Tye speculates that the intermingling of neurons of different types, including their propensity to influence each other with their activity, may provide a way for competing circuits to engage in cross-talk.
“Perhaps the intermingling that there is might facilitate the ability of these neurons to influence each other,” says Tye.
Notably, Tye’s research has indicated the projections the different cell types make appear immutable, but the influence those cells have over each other is flexible. The basolateral amygdala may therefore be arranged to both assign valence and negotiate it, for instance in those situations when a mouse spies some desirable cheese, but that mean cat is also nearby.
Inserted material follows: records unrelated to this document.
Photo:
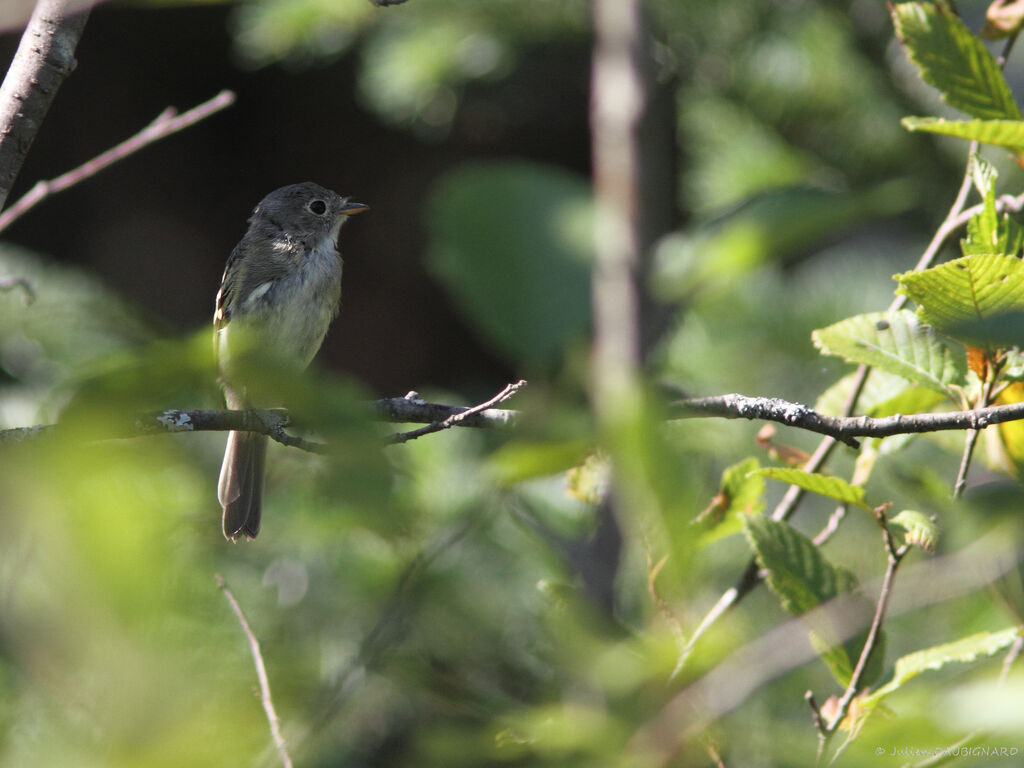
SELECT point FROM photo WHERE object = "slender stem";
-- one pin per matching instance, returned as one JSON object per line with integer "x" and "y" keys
{"x": 166, "y": 123}
{"x": 44, "y": 58}
{"x": 264, "y": 681}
“This helps us understand how form might give rise to function,” says Tye.
In addition to Beyeler and Tye, the paper’s other authors are Chia-Jung Chang, Margaux Silvestre, Clementine Leveque, Praneeth Namburi, and Craig Wildes.
Several funding sources, including the JPB Foundation, Whitehall Foundation, Klingenstein Foundation, Alfred P. Sloan Foundation, New York Stem Cell Foundation, and the National Institutes of Health provided support for the study.